Another suspected genetic disorder is the renal disease oxalate nephrosis, which has a very high prevalence in the Mount Lofty Ranges population in SA, with up to 32% of deaths attributed to this cause (Speight et al. 2018). Koalas with this disease have kidney failure associated with deposition of calcium oxalate crystals in the tubules of the kidneys. It is also apparent that even clinically normal animals in the Mount Lofty and Kangaroo Island populations have elevated levels of oxalate in their urine when compared with an unaffected northern population from southeast QLD (Speight et al. 2013, 2014). Genetic causes of renal oxalate disease are reported in other species (Danpure and Rumsby 2004; Heiene et al. 2009; Vidgren et al. 2012) but these are yet to be identified in southern koalas.

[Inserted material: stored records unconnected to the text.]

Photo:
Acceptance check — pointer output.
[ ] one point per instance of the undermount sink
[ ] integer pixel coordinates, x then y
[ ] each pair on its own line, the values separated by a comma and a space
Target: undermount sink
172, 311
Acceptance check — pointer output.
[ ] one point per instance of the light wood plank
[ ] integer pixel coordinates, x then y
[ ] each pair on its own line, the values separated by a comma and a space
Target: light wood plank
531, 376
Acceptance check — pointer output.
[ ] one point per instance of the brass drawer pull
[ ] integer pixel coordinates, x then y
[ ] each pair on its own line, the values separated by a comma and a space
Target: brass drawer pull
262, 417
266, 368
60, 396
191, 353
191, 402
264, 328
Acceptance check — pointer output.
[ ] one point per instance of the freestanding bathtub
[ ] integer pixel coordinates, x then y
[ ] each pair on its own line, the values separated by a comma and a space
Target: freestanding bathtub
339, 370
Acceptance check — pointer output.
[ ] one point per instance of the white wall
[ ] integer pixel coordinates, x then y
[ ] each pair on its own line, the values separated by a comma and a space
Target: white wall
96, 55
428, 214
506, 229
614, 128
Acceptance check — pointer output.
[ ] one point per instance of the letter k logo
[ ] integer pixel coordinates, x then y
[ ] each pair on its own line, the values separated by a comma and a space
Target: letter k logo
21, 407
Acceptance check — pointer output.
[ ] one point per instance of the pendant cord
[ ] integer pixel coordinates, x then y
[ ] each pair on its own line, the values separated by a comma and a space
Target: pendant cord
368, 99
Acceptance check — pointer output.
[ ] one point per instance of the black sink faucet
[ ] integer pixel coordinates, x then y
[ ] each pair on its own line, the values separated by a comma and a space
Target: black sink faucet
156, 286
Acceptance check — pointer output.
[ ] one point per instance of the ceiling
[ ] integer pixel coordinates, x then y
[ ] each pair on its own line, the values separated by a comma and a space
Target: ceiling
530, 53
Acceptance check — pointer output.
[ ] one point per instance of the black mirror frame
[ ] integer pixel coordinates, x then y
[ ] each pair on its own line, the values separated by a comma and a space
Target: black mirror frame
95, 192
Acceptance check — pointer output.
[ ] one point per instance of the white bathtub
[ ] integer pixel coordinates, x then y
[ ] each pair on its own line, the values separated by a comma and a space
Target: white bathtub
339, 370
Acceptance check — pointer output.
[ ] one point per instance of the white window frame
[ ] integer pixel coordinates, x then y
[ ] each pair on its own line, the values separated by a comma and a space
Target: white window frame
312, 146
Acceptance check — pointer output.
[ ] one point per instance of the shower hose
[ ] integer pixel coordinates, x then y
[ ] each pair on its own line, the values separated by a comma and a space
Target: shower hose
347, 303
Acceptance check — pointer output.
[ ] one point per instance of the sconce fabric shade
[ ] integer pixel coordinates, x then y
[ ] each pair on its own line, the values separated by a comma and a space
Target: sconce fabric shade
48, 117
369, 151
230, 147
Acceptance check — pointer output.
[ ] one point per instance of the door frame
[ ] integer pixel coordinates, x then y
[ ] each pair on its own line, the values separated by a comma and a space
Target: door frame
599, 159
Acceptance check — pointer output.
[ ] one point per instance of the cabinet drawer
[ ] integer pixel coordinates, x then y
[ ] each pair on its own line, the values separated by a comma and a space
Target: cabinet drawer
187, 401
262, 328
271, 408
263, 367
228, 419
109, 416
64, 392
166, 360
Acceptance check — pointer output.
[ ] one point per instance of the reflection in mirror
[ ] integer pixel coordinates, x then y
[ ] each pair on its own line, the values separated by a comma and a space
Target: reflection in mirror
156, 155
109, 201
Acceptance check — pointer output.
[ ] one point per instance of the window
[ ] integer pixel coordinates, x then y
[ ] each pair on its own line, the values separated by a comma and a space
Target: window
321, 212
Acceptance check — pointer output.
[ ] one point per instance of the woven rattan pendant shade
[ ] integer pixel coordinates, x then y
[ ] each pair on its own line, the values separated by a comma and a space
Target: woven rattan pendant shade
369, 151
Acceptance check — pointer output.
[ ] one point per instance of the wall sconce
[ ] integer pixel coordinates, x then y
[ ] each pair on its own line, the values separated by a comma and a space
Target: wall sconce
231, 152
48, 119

Microcephaly, colloquially known as “pin-head” has also been reported in southern animals, particularly by wildlife care groups working with certain isolated populations in Victoria (Australian Senate 2011), though with no formal scientific studies of the problem it is hard to gauge the prevalence of this condition. Other skeletal disorders reported across the range of koalas that may have a genetic component include craniofacial tumours (primarily osteochondromas) (Sutton 1986; Canfield et al. 1990; Hanger and Loader 2014), microphthalmia and scoliosis (Higgins et al. 2018).

Approaches to analysing the genetic diversity of bottlenecked wildlife populations have generally focussed on examining a limited range of markers. Probably the most popular technique has been the use of variability in short tandem repeats (STR) also known as microsatellite markers via PCR and visualisation or sequencing of variations in the number and size of these repeats across individuals and populations. PCR amplification and sequencing of variable gene regions such as whole or partial mitochondrial genomes or genes or major histocompatibility (MHC) loci has also been extensively deployed. The advent of the availability of reference genomes has also led to the use of SNP analysis, typically performed using a microarray from a related species for which extensive genetic information on SNP variability is available (Hindrikson et al. 2017; O'Brien et al. 2017; Gienapp et al. 2017; Cammen et al. 2016). With newer sequencing technologies becoming more affordable partial genome sequencing technologies such as RADseq (restriction site associated DNA sequencing) (Andrews et al. 2016; Cammen et al. 2016) have also been deployed. The lack of good quality reference sequences and the costs of whole genome sequencing have meant that more comprehensive methods such as whole genome resequencing and GWAS as deployed in humans and some high value domestic species has remained limited (Jones and Good 2016). The numbers of animals required for meaningful analysis of population variance in association with phenotypic traits has remained prohibitive for wildlife species. However studies in North American puma have demonstrated that for species with significant genetic bottlenecks and large tracts of heterozygosity in their genomes, whole genome sequencing of individuals can provide startlingly in depth information on inbred populations (Saremi et al. 2019). The use of RNAseq (exome capture) in human and livestock species studies of genetic disorders is a widely used compromise in terms of ability to provide in-depth SNP sequencing for larger numbers of individuals for a reasonable cost (in comparison to whole or partial genome sequencing) (Jones and Good 2016). Its use in wildlife species has however remained limited, presumably because of the increased difficulty in preservation and sample quality from field sample collection sites as well as the lack of reference genomes to facilitate mapping of sequencing reads (Cammen et al. 2016).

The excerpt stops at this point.